RISE is actively working with the ESPR, and especially with the digital product passports. In order to influence the product-specific requirements, RISE participates as an associated partner in the EU-funded project CIRPASS, which helps designing the passports. RISE is primarily interested in the level of detail in the information that is to be shared.
In March 2022, the EU adopted a textile strategy that requires the textile industry to become more socially and environmentally sustainable.
"The ESPR covers parts of the strategy, which expresses a strong desire within the EU to move from fast fashion to more long-lasting materials and products that prioritize sustainability and consumer needs," says Lisa Schwarz Bour."
In parallel with the ESPR, RISE is actively working on developing sustainable and long-lasting materials.
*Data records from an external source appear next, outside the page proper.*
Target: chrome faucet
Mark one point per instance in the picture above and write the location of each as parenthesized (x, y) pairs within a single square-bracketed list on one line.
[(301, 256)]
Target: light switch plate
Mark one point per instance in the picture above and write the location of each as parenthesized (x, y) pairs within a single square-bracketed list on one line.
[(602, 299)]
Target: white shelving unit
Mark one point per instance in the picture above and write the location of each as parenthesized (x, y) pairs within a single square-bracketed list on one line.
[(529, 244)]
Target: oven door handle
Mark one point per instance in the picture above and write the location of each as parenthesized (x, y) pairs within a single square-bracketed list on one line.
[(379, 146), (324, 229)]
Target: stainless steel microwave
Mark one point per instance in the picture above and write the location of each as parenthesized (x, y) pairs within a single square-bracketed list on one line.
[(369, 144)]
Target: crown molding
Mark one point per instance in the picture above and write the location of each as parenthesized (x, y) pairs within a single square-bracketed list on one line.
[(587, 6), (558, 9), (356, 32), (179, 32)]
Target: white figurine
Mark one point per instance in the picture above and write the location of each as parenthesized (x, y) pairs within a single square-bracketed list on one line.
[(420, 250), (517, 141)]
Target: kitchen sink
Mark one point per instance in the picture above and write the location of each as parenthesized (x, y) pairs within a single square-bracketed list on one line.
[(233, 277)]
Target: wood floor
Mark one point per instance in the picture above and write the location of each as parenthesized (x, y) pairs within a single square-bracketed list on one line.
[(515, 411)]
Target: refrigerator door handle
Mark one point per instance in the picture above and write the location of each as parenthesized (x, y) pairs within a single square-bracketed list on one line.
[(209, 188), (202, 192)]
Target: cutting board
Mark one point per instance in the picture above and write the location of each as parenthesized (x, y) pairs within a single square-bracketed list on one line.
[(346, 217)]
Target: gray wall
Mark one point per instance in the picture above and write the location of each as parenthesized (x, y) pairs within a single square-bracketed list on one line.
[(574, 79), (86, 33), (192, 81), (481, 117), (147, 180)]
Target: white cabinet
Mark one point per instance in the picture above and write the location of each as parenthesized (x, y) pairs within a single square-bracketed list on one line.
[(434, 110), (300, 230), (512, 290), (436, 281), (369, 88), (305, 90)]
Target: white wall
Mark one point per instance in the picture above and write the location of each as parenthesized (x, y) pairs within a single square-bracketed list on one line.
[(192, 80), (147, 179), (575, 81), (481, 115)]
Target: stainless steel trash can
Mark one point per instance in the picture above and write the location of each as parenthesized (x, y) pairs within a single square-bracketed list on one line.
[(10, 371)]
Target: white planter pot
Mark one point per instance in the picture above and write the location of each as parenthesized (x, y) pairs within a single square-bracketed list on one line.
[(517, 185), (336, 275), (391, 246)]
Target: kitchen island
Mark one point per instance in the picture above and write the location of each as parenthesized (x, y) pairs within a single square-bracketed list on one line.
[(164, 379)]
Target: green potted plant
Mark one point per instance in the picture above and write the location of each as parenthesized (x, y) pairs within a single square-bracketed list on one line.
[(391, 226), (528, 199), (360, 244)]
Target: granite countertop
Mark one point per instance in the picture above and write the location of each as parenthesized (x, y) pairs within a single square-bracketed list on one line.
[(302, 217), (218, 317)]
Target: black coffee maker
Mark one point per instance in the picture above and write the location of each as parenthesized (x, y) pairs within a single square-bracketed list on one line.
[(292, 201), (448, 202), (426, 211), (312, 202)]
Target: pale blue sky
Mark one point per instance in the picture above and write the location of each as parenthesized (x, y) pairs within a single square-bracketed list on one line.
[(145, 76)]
Within the textile field, tests and chemical analyses of textile materials, fiber development, as well as chemical and mechanical recycling, are underway. RISE is also examining sustainability aspects related to process and product, through methods such as life cycle analysis.
"In addition to that, we support companies in related matters. Through the Chemicals Group at RISE, one can receive assistance in communicating relevant chemical requirements to subcontractors and in addressing questions and demands from consumers or the media," says Lisa Schwarz Bour.
A legislative proposal from the EU Commission aimed at making products more sustainable. It covers all types of products on the market except for food, animal feed, and pharmaceuticals. The legislative proposal is expected to lead to new product designs as well as changes in manufacturing processes and business models. The law is expected to be adopted in 2024, and digital product passports will be implemented in 2026. From 2027, all affected companies are obligated to provide this type of product information.